There is hope though, beyond ransomware giving commuters free rides and inconveniencing employees in the process—always the victims in the wake of “hacktivism.” In the weeks since the election, at the 16th Street and Mission BART (Bay Area Rapid Transit) station, people began leaving post-it notes of their economic and life anxieties, labeling it as the “Wall of Empathy.” Some wrote notes of hope, some wrote notes of sadness for the future. But all of them, the hundreds that accrued there before a rainy weekend drove them away, shared a sense of community. They shared a love for San Francisco and the people that still reside here or nearby, in spite of all the disconcerting election results: local, statewide, and national. They showed that we’re all here together, and we should stay and fight for what we believe and love. Even if the city and its newfound inhabitants don’t seem to want us anymore.


///


I’ve sunk around 20 hours into Watch Dogs 2 at this point. As a farewell to Marcus, the only person I like in this game, I make a loop around the condensed Bay Area. Through San Francisco, Oakland, San Mateo and the rest of Silicon Valley. I blast Mac Dre, DJ Quik, and that one song with Danny Brown. Beyond Mac Dre, there’s not much hyphy or Bay Area representation here. My hip-hop playlist in-game is a lackluster substitute.
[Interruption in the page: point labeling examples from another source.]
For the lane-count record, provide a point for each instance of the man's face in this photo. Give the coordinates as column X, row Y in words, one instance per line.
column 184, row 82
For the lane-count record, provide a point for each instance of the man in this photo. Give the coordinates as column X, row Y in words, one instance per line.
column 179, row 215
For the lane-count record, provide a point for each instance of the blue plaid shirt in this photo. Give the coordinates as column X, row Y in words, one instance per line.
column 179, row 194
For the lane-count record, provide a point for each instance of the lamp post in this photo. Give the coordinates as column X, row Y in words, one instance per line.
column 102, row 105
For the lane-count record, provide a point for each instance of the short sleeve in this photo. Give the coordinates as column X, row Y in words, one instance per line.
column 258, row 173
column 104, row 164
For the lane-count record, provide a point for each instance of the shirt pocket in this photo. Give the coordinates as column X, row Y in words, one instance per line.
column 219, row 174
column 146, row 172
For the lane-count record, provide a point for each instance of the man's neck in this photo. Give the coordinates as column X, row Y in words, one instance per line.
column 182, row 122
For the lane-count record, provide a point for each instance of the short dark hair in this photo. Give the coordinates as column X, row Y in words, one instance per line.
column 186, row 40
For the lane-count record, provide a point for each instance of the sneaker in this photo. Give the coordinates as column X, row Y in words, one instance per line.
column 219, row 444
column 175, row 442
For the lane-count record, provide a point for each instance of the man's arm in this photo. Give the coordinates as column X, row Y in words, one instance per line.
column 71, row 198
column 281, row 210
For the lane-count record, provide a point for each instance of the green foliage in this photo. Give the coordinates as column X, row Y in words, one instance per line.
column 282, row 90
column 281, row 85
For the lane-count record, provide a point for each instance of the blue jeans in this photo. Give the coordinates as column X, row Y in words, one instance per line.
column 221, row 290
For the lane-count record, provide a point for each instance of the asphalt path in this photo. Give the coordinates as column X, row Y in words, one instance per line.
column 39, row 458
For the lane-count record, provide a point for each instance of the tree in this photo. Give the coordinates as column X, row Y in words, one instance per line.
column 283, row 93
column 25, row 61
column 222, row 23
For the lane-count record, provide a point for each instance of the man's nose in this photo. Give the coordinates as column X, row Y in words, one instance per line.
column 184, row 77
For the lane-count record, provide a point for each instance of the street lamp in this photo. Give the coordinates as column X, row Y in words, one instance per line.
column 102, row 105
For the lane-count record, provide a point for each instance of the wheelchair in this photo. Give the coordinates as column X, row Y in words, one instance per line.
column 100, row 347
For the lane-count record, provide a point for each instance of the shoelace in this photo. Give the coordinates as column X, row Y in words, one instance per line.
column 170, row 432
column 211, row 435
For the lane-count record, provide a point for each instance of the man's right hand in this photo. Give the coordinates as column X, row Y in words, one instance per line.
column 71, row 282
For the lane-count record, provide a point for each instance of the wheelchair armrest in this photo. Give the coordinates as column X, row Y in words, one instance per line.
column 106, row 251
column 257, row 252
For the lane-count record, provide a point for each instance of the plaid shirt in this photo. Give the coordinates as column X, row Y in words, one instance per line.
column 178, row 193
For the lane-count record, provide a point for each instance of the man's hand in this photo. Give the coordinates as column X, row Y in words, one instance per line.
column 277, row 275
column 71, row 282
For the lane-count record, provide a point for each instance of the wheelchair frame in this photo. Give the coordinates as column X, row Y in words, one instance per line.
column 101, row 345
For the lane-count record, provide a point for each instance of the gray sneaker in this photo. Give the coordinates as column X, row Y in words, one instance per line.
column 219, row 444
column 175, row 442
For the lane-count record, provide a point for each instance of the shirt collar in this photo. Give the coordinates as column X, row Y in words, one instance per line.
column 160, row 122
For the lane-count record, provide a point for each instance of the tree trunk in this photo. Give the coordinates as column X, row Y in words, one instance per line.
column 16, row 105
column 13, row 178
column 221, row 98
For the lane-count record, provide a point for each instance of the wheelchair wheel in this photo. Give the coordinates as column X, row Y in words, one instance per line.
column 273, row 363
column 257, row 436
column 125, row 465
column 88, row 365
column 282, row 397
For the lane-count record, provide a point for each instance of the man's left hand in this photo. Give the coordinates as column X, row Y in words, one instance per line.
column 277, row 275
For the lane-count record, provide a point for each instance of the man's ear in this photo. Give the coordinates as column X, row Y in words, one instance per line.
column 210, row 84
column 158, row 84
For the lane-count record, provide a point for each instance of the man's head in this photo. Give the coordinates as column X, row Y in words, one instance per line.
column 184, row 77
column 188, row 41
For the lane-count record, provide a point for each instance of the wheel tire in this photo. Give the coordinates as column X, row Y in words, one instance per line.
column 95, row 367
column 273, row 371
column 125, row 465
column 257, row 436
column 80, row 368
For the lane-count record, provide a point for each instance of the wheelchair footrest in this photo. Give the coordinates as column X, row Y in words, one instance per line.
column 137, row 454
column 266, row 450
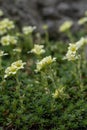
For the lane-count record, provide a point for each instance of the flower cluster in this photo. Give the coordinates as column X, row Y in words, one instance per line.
column 65, row 26
column 58, row 93
column 82, row 21
column 15, row 66
column 44, row 62
column 28, row 29
column 73, row 48
column 6, row 25
column 7, row 40
column 38, row 49
column 2, row 53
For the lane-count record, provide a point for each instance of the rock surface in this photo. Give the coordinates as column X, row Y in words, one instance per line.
column 40, row 12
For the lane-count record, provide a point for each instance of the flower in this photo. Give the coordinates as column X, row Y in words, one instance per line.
column 15, row 66
column 81, row 42
column 17, row 50
column 58, row 93
column 19, row 64
column 2, row 53
column 6, row 25
column 65, row 26
column 72, row 48
column 28, row 29
column 7, row 40
column 44, row 62
column 82, row 21
column 1, row 13
column 38, row 49
column 70, row 56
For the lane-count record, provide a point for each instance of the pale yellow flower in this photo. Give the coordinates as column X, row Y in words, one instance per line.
column 17, row 50
column 2, row 53
column 7, row 40
column 44, row 62
column 28, row 29
column 70, row 56
column 38, row 49
column 81, row 42
column 65, row 26
column 19, row 64
column 15, row 66
column 72, row 48
column 6, row 25
column 58, row 93
column 82, row 21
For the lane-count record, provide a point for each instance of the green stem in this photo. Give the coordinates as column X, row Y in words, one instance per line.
column 80, row 74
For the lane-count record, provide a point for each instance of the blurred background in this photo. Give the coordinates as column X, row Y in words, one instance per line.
column 44, row 12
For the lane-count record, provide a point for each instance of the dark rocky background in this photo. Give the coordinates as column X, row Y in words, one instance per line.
column 40, row 12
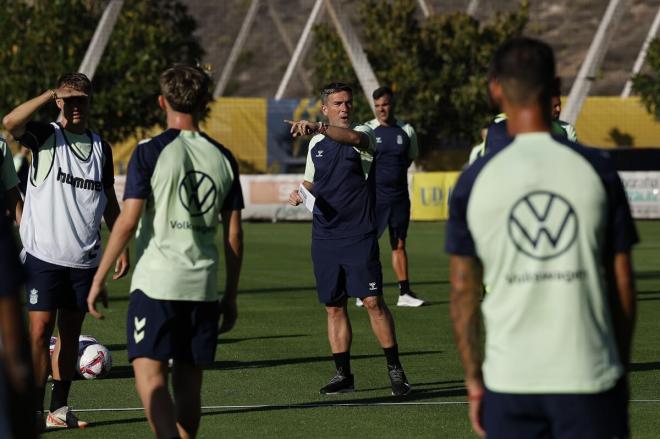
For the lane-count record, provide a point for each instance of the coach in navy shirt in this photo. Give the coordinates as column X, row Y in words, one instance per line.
column 344, row 244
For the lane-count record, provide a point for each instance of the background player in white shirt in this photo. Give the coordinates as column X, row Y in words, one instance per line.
column 70, row 189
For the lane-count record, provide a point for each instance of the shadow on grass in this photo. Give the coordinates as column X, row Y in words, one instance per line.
column 126, row 371
column 117, row 421
column 419, row 395
column 222, row 341
column 125, row 297
column 647, row 275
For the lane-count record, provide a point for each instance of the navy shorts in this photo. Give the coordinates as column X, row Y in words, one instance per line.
column 181, row 330
column 347, row 267
column 395, row 216
column 566, row 416
column 50, row 287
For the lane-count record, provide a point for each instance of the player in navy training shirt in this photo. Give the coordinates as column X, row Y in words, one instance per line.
column 344, row 244
column 396, row 148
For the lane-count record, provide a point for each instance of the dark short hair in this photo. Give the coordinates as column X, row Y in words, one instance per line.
column 382, row 91
column 332, row 88
column 186, row 88
column 555, row 90
column 525, row 67
column 76, row 81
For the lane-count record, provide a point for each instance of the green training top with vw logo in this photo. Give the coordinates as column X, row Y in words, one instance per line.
column 542, row 214
column 187, row 179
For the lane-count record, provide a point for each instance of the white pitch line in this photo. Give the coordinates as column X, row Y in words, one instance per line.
column 315, row 405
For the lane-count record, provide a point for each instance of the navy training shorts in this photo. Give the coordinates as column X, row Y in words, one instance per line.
column 566, row 416
column 395, row 216
column 181, row 330
column 347, row 267
column 50, row 287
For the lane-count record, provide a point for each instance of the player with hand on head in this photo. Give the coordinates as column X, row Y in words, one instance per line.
column 344, row 243
column 396, row 148
column 545, row 223
column 70, row 189
column 178, row 183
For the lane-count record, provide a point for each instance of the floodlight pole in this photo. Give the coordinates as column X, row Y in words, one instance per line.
column 236, row 48
column 301, row 48
column 642, row 54
column 355, row 52
column 593, row 60
column 472, row 7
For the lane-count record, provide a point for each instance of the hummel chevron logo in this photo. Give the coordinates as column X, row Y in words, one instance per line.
column 543, row 225
column 138, row 332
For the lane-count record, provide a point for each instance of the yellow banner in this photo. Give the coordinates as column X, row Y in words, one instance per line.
column 238, row 123
column 430, row 195
column 607, row 121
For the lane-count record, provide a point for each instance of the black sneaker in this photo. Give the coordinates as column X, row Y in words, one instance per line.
column 340, row 383
column 400, row 386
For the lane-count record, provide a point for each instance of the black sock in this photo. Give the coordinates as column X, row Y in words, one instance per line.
column 404, row 287
column 392, row 356
column 60, row 394
column 343, row 362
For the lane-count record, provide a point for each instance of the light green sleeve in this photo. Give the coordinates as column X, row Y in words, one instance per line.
column 309, row 166
column 413, row 151
column 571, row 134
column 370, row 133
column 7, row 172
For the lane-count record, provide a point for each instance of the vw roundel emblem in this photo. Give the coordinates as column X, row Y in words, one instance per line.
column 197, row 192
column 543, row 225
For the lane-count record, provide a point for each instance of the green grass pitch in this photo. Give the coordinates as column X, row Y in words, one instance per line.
column 278, row 355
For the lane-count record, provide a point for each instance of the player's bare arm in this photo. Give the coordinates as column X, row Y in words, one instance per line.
column 122, row 232
column 16, row 120
column 15, row 356
column 14, row 203
column 465, row 275
column 110, row 216
column 344, row 136
column 233, row 245
column 623, row 304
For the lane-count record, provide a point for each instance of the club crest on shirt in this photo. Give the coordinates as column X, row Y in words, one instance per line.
column 34, row 296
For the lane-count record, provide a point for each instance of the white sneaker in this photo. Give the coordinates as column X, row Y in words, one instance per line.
column 63, row 417
column 409, row 300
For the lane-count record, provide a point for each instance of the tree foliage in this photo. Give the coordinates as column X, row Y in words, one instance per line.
column 648, row 84
column 436, row 66
column 44, row 38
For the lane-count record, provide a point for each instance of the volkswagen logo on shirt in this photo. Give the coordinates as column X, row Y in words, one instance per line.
column 543, row 225
column 197, row 192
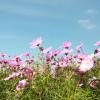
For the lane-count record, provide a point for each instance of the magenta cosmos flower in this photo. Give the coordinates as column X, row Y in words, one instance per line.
column 3, row 54
column 21, row 85
column 97, row 43
column 47, row 50
column 66, row 44
column 26, row 54
column 36, row 43
column 79, row 47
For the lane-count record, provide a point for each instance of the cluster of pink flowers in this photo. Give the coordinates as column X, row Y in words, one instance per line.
column 64, row 57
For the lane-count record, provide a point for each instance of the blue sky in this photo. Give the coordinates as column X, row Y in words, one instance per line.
column 55, row 21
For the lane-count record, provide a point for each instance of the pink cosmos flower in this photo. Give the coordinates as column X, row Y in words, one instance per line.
column 87, row 64
column 79, row 47
column 97, row 43
column 21, row 85
column 36, row 43
column 28, row 73
column 66, row 44
column 63, row 64
column 47, row 50
column 26, row 54
column 13, row 75
column 56, row 52
column 3, row 54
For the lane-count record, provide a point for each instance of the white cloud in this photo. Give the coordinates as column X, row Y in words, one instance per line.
column 87, row 24
column 92, row 11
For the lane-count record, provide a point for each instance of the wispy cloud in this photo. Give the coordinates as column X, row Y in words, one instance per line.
column 87, row 24
column 91, row 11
column 30, row 11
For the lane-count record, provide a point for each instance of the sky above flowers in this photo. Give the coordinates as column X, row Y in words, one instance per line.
column 55, row 21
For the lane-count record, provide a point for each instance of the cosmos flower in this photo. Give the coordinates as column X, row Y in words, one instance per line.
column 66, row 51
column 21, row 85
column 47, row 49
column 87, row 64
column 26, row 54
column 56, row 52
column 79, row 47
column 36, row 43
column 3, row 54
column 13, row 75
column 66, row 44
column 97, row 43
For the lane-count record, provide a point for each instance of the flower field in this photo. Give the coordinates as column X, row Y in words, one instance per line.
column 61, row 74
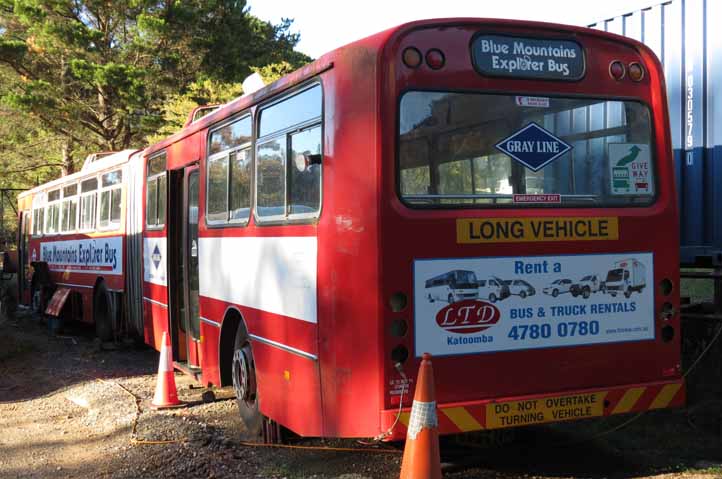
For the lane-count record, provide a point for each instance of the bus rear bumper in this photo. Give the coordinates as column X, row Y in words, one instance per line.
column 508, row 412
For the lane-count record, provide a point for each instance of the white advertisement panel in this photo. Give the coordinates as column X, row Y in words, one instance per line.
column 154, row 261
column 479, row 305
column 96, row 255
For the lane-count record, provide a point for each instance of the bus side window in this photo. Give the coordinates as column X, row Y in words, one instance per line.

As “Get Stupid” plays, I imagine Oakland-raised Marcus would be stoked about one of the Yay Area’s unofficial anthems. But, in another disappointment to confirm what the game misses about the Bay Area, he has no reaction.



It’s a shame. Marcus represents what I still love about the Bay Area and the locals here. He’s enthusiastic, stylish, passionate, artistic, kind-hearted, accepting of all. He’ll go out of his way to help a friend having a panic attack, and he won’t hesitate before gushing about some dorky thing he likes.


It’s just a shame that Watch Dogs 2 never rises to meet him or his city.


///


An aside: Tragically, there was a fire in Oakland in early December at the Ghost Ship warehouse. As of this writing, 36 lives have been claimed, with the death toll still expected to rise. This is painful for the entire Bay Area artist community, especially the artists that have been continuously pushed out of San Francisco and Oakland due to skyrocketing rents and forced to live in unsafe environments like warehouses in order to survive in this community. You can read more about the victims and donate to the Oakland Fire Relief here .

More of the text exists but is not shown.